Strengthen relationships
- Avoid sharing information and feelings that are too personal. Based on the level of closeness between the two parties to consider what you confide in them. For example, don’t talk about your sex life or ask them about their “thing”. Things like this should only be talked about with close friends, not with someone you’re trying to find out more about. [15] X Research Sources Instead, you could share something like “I’m going to have surgery on my knee” or “My husband just got a promotion, but his company wants us to move out.” other places.”
- Remember to take into account how close you are to the person when you invite them to group activities. For example, you should avoid asking a new acquaintance out for evening cocktails. Instead, you might consider inviting them over to dinner with some friends, where everyone gets to talk and get to know each other.
- You can arrange regular “dates” with dinners or cocktails. That way you can confide in each other more or discuss problems that occur in each other’s lives.
- Plan group outings for the day or travel. Spending time with that person on relaxing trips can help you get to know them better. Remember, this is also acceptable if you want some pampering time during your vacation.
This article was co-written by Kelli Miller, LCSW, MSW. Kelli Miller is a psychotherapist, author, and TV/radio presenter based in Los Angeles, California. Kelli is currently in private practice and specializes in family relationships, love marriage, depression, anxiety, gender, parenting and so on. Kelli also runs groups at The Villa. The Treatment Center is for people who are recovering from alcohol and drug addiction. As an author, she received the Next Generation Indie Book Award for “Living with ADHD: A True Book for Children” and she is also the author of “Profess Kelli’s Guide to Finding a Husband” “. Kelli is the host of “The Dr. Debra and Therapist Kelli Show” on LA Talk Radio, you can see her work on Instagram @kellimillertherapy and www.kellimillertherapy.com.She received her Master of Arts degree. Sociology from the University of Pennsylvania and a bachelor’s degree in sociology/health from the University of Florida.

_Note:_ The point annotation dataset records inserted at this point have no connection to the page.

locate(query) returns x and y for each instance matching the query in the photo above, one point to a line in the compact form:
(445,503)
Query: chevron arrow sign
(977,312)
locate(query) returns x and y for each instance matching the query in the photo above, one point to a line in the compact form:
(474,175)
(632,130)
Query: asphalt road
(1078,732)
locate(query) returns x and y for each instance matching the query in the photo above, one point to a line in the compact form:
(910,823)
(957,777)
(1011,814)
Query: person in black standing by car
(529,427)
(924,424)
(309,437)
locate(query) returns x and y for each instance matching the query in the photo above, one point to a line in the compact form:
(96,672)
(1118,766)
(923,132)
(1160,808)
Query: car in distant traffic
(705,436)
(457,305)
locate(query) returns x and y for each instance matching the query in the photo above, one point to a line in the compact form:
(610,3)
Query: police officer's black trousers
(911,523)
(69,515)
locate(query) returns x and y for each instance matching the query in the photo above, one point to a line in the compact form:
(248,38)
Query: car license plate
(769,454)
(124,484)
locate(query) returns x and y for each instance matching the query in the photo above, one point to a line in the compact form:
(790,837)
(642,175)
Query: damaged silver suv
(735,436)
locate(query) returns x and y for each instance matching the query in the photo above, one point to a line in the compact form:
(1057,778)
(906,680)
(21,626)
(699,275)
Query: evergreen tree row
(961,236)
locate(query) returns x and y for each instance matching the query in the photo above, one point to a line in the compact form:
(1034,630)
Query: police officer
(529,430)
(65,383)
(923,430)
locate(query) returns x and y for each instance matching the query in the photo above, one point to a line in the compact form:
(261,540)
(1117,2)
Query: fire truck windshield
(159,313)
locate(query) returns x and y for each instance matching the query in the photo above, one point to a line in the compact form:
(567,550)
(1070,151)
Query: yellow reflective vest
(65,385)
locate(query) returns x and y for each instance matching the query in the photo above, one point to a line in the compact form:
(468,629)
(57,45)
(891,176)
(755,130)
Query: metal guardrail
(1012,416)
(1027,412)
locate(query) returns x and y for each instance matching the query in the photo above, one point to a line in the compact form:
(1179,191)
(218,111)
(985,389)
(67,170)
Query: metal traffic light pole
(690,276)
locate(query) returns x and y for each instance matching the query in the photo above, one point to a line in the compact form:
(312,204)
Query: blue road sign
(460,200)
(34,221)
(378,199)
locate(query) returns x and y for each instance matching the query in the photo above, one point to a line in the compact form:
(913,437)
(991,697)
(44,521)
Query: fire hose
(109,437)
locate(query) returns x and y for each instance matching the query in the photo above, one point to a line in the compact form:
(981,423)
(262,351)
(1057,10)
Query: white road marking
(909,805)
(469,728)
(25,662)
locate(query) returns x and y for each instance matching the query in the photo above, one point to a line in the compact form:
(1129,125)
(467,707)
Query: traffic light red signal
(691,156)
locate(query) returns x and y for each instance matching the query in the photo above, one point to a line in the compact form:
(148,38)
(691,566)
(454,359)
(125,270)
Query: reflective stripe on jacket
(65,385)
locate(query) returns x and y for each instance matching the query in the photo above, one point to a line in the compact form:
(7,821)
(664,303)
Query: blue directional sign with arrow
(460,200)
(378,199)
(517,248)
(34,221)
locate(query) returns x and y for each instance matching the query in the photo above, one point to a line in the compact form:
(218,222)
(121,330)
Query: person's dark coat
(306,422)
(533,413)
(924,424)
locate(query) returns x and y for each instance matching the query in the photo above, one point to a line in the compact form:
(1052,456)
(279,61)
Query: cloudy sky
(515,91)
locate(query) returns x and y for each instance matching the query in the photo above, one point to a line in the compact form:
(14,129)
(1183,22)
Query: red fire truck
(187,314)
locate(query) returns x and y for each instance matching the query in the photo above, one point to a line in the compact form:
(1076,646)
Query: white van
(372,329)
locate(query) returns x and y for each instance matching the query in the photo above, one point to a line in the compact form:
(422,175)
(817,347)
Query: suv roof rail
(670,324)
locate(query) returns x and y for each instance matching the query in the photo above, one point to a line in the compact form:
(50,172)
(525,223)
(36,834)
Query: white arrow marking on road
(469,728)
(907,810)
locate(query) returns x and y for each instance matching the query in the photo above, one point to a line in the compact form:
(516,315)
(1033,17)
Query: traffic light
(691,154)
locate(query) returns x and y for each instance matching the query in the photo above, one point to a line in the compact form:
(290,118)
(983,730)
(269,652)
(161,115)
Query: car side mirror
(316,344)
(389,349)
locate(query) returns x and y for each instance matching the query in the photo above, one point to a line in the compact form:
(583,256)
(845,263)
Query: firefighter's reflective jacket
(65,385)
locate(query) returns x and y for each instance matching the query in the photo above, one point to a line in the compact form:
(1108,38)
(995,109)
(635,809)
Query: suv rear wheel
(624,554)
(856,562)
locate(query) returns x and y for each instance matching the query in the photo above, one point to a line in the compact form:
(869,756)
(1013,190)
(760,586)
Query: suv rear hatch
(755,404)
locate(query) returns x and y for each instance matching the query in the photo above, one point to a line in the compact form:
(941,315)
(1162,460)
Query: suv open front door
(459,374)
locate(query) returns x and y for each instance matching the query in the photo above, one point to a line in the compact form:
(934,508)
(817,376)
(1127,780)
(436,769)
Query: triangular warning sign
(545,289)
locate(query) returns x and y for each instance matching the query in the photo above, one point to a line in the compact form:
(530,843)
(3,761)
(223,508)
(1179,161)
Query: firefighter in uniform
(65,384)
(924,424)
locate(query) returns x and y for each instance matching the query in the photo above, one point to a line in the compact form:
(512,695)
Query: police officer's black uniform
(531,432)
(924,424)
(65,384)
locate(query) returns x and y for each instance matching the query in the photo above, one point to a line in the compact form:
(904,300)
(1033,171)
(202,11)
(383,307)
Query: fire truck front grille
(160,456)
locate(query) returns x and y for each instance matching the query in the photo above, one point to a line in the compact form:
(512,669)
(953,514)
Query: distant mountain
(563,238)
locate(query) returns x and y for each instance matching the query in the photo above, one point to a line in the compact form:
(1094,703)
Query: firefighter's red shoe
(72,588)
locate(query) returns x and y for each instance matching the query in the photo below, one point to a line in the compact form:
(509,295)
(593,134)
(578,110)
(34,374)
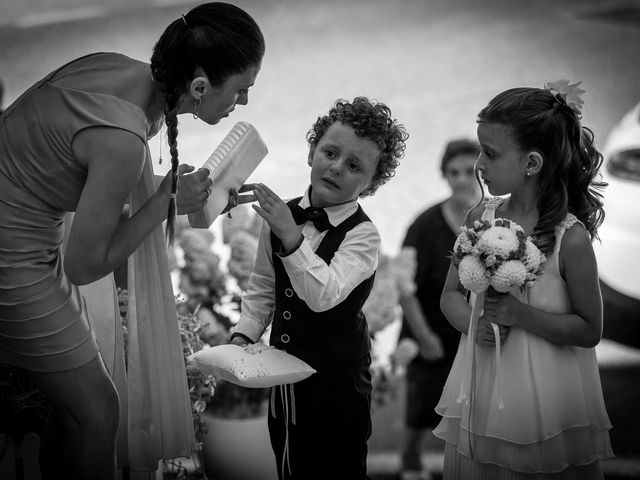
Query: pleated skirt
(43,322)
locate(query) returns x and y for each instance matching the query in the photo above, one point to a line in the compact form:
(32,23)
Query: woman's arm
(583,326)
(258,302)
(99,242)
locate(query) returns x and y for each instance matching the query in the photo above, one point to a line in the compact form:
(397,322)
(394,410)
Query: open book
(230,165)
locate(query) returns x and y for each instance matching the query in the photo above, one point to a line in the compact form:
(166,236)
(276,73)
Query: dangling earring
(196,106)
(160,153)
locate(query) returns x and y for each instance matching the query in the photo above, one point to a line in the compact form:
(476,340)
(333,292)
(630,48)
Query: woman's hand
(502,308)
(278,216)
(485,335)
(238,340)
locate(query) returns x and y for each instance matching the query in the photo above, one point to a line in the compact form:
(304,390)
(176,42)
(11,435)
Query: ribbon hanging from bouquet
(466,391)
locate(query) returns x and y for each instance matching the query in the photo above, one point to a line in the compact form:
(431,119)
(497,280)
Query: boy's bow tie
(313,214)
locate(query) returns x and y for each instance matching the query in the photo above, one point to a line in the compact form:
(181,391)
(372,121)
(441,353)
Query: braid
(218,38)
(171,119)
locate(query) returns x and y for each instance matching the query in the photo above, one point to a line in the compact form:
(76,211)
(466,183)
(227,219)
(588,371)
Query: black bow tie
(312,214)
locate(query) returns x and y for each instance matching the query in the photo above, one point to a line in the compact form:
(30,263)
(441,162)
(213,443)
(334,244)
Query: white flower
(406,351)
(510,274)
(499,241)
(533,257)
(472,274)
(463,242)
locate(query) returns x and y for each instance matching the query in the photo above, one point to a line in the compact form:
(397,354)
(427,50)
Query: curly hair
(371,120)
(541,121)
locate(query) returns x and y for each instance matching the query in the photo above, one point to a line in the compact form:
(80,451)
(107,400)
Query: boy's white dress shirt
(321,286)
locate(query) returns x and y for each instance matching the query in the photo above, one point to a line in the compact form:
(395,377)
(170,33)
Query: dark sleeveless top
(330,340)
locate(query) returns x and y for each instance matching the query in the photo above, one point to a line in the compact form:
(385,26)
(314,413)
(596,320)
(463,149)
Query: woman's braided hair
(220,38)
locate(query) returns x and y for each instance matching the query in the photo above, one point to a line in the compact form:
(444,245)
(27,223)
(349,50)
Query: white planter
(238,449)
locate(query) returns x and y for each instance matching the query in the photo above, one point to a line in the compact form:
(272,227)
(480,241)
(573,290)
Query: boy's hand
(485,334)
(277,215)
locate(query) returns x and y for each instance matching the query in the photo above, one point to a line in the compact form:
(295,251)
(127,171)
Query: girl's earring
(196,107)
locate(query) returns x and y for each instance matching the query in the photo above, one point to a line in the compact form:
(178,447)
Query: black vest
(334,339)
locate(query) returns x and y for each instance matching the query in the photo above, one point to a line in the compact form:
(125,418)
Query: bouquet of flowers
(496,254)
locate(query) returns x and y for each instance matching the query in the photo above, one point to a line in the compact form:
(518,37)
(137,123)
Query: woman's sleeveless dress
(43,322)
(554,414)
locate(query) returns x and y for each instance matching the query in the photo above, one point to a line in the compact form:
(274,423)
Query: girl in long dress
(552,422)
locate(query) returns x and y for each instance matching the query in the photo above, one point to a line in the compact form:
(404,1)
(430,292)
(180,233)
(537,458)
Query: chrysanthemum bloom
(472,274)
(533,257)
(510,274)
(463,242)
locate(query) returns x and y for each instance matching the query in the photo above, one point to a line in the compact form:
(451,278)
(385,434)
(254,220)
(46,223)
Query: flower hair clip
(567,93)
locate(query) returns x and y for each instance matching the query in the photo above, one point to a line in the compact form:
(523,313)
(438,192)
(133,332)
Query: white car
(618,253)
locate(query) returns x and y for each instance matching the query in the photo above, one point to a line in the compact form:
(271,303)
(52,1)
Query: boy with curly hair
(315,266)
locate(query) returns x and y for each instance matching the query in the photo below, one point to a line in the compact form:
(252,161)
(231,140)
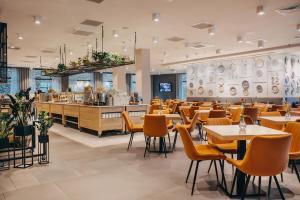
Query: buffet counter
(98,118)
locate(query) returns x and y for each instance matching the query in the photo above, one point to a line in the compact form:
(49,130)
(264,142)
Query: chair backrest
(217,121)
(217,114)
(188,145)
(294,129)
(267,155)
(155,125)
(252,112)
(236,114)
(127,120)
(269,114)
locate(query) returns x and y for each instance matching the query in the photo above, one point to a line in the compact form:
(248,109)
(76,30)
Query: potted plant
(43,124)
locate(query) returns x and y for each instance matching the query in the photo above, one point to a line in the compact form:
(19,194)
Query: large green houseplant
(21,113)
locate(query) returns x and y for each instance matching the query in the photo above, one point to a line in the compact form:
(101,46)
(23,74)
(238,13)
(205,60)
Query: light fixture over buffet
(98,60)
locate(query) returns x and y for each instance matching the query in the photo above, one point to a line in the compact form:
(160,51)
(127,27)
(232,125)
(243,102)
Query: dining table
(234,132)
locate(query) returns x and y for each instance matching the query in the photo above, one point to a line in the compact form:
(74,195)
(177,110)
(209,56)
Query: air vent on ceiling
(90,22)
(96,1)
(288,10)
(202,26)
(48,51)
(175,39)
(82,33)
(30,56)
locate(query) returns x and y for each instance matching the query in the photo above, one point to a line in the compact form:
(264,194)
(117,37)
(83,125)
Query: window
(79,81)
(12,85)
(107,80)
(182,86)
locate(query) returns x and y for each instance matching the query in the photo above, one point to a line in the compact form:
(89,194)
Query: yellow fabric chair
(155,126)
(198,153)
(265,156)
(294,154)
(132,128)
(270,124)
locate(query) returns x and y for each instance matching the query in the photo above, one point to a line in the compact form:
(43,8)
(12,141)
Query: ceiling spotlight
(155,40)
(260,44)
(37,20)
(211,31)
(19,36)
(115,33)
(156,17)
(260,10)
(239,39)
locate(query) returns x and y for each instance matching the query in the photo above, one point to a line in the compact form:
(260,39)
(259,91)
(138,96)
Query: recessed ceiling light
(115,33)
(239,39)
(260,10)
(260,43)
(19,36)
(211,31)
(155,40)
(156,17)
(37,20)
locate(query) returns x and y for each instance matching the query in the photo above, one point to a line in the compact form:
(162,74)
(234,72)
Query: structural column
(143,80)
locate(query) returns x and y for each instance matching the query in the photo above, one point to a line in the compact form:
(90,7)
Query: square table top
(280,119)
(168,116)
(233,132)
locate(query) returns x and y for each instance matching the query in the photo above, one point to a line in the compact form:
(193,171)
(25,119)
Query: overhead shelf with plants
(99,60)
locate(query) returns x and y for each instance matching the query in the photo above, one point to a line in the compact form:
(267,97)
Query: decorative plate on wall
(200,90)
(259,63)
(233,91)
(245,84)
(221,69)
(259,89)
(275,89)
(246,92)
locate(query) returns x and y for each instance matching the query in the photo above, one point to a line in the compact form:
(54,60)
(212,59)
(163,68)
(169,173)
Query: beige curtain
(24,78)
(64,83)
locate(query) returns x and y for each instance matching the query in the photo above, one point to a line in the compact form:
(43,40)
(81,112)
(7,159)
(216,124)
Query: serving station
(97,118)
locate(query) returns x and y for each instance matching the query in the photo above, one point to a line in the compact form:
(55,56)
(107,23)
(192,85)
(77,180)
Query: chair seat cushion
(207,152)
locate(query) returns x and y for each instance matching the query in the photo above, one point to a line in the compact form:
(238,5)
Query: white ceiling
(61,17)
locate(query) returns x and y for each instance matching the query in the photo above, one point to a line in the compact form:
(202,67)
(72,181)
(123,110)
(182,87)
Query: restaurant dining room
(149,99)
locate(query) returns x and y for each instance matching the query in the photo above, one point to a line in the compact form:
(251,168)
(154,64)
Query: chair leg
(211,162)
(296,170)
(233,182)
(270,186)
(175,139)
(223,175)
(217,174)
(190,168)
(130,141)
(245,189)
(195,177)
(165,147)
(278,187)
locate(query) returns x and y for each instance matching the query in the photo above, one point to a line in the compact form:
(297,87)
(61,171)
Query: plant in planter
(21,115)
(43,124)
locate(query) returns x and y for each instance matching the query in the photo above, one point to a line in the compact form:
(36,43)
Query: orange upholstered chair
(270,124)
(189,127)
(132,128)
(294,154)
(265,156)
(155,126)
(198,153)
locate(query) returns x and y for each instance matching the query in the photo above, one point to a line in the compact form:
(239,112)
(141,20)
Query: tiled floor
(81,172)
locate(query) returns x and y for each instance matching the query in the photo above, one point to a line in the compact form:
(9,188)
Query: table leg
(242,145)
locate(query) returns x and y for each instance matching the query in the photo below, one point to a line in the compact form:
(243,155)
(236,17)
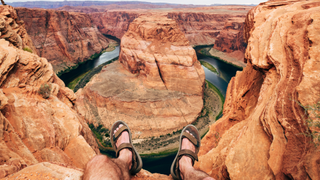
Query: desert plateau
(245,75)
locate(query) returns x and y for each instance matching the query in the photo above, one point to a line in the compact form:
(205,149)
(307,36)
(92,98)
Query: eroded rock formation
(13,30)
(34,129)
(63,38)
(231,40)
(263,133)
(157,87)
(200,25)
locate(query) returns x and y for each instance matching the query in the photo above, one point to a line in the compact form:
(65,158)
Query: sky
(195,2)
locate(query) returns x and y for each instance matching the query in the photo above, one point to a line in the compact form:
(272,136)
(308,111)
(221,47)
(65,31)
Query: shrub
(312,119)
(45,90)
(27,49)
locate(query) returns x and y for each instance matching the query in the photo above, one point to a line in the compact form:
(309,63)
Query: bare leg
(103,167)
(185,165)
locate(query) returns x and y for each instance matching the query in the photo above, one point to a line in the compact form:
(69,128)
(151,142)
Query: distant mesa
(156,86)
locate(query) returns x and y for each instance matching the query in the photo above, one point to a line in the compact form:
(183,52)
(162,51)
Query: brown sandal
(195,140)
(136,159)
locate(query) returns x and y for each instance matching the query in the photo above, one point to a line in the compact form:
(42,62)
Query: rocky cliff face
(114,22)
(204,26)
(263,133)
(63,38)
(34,129)
(231,40)
(150,87)
(200,25)
(13,30)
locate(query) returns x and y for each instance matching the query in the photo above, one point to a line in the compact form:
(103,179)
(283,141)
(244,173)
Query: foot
(185,163)
(125,154)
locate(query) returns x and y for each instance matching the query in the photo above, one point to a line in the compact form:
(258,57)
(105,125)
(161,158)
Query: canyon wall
(38,132)
(201,26)
(263,133)
(64,39)
(156,87)
(13,30)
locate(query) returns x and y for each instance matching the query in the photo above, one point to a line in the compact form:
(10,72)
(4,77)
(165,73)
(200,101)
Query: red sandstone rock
(13,30)
(156,90)
(200,25)
(262,134)
(33,129)
(230,39)
(64,38)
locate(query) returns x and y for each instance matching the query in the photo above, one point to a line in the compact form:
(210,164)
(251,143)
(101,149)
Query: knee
(208,178)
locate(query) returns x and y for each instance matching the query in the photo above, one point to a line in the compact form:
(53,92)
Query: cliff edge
(38,132)
(64,39)
(263,133)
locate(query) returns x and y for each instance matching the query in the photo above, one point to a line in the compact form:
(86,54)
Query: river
(88,65)
(226,72)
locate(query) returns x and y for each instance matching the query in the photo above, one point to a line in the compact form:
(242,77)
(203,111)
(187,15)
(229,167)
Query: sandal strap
(118,133)
(123,146)
(129,146)
(192,139)
(184,152)
(189,153)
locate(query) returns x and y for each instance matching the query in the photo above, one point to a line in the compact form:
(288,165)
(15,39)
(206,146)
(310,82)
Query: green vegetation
(209,66)
(214,88)
(102,135)
(27,49)
(73,83)
(312,118)
(204,50)
(90,74)
(45,90)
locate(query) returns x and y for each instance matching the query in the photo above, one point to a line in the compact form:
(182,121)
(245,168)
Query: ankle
(125,155)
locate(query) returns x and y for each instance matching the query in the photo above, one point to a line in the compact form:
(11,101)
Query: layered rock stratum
(156,87)
(34,129)
(13,30)
(263,133)
(201,26)
(64,39)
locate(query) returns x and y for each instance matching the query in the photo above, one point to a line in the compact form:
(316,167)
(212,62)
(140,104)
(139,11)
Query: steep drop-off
(34,129)
(13,30)
(156,87)
(64,38)
(200,25)
(263,133)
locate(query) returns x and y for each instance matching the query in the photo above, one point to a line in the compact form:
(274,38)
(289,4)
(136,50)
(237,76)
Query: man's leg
(187,172)
(103,167)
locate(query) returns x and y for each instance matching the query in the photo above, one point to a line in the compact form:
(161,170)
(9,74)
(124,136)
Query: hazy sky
(196,2)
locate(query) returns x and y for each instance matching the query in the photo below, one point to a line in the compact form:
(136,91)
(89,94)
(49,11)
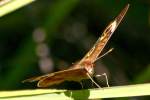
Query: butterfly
(83,69)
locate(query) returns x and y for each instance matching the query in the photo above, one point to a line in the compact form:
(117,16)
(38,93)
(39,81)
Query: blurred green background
(50,35)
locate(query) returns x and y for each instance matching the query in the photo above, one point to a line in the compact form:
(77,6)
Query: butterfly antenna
(110,50)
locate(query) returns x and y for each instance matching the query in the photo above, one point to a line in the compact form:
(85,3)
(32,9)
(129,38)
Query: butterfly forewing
(102,41)
(84,67)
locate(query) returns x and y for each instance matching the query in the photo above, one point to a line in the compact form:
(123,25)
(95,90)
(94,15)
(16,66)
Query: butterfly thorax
(87,65)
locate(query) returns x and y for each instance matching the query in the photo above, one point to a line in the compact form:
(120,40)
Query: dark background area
(57,33)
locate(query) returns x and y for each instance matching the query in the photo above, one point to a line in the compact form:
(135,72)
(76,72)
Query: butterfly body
(83,69)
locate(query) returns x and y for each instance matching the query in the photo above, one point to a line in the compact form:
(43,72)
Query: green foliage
(110,92)
(70,27)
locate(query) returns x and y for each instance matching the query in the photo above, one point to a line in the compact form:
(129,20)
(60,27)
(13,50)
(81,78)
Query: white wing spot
(113,26)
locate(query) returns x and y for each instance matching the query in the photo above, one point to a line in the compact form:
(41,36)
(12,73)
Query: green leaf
(12,5)
(109,92)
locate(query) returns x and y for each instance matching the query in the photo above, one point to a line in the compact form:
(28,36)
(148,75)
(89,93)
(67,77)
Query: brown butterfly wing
(101,42)
(61,76)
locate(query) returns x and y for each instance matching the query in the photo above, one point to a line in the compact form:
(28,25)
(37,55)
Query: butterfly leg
(93,80)
(105,75)
(81,84)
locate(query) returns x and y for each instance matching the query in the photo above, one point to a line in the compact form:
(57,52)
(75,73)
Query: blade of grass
(12,5)
(111,92)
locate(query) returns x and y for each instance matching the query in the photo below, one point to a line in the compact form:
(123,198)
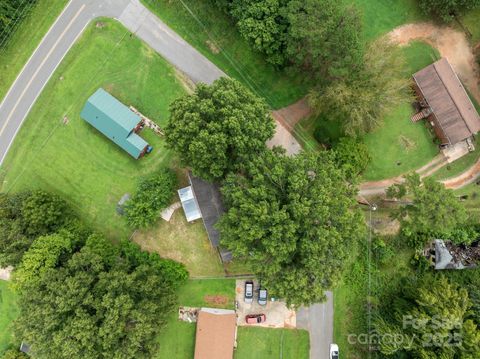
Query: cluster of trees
(319,36)
(153,194)
(81,295)
(431,211)
(218,128)
(12,11)
(292,218)
(431,318)
(447,10)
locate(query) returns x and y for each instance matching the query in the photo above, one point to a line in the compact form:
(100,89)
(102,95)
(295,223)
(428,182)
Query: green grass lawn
(211,32)
(380,16)
(267,343)
(25,39)
(184,242)
(8,312)
(75,160)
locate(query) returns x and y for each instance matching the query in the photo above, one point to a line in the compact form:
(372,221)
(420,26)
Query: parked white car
(334,351)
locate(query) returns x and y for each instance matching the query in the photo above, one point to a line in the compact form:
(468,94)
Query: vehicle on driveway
(334,351)
(248,291)
(255,318)
(262,296)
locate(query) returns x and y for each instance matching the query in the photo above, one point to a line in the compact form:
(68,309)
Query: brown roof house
(442,99)
(216,334)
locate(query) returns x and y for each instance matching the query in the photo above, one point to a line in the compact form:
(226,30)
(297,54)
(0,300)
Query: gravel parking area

This article has been viewed 23,513 times.
Relationships are an important part of our lives. From friends to people you have a crush on, from coworkers to people you just met for the first time, you can feel a connection with someone and want to get to know them better. But how to deepen the relationship without seeming too clingy or imposing is sometimes not easy. You can get to know the person better by attracting attention, keeping an open mind, and strengthening the relationship between the two of you.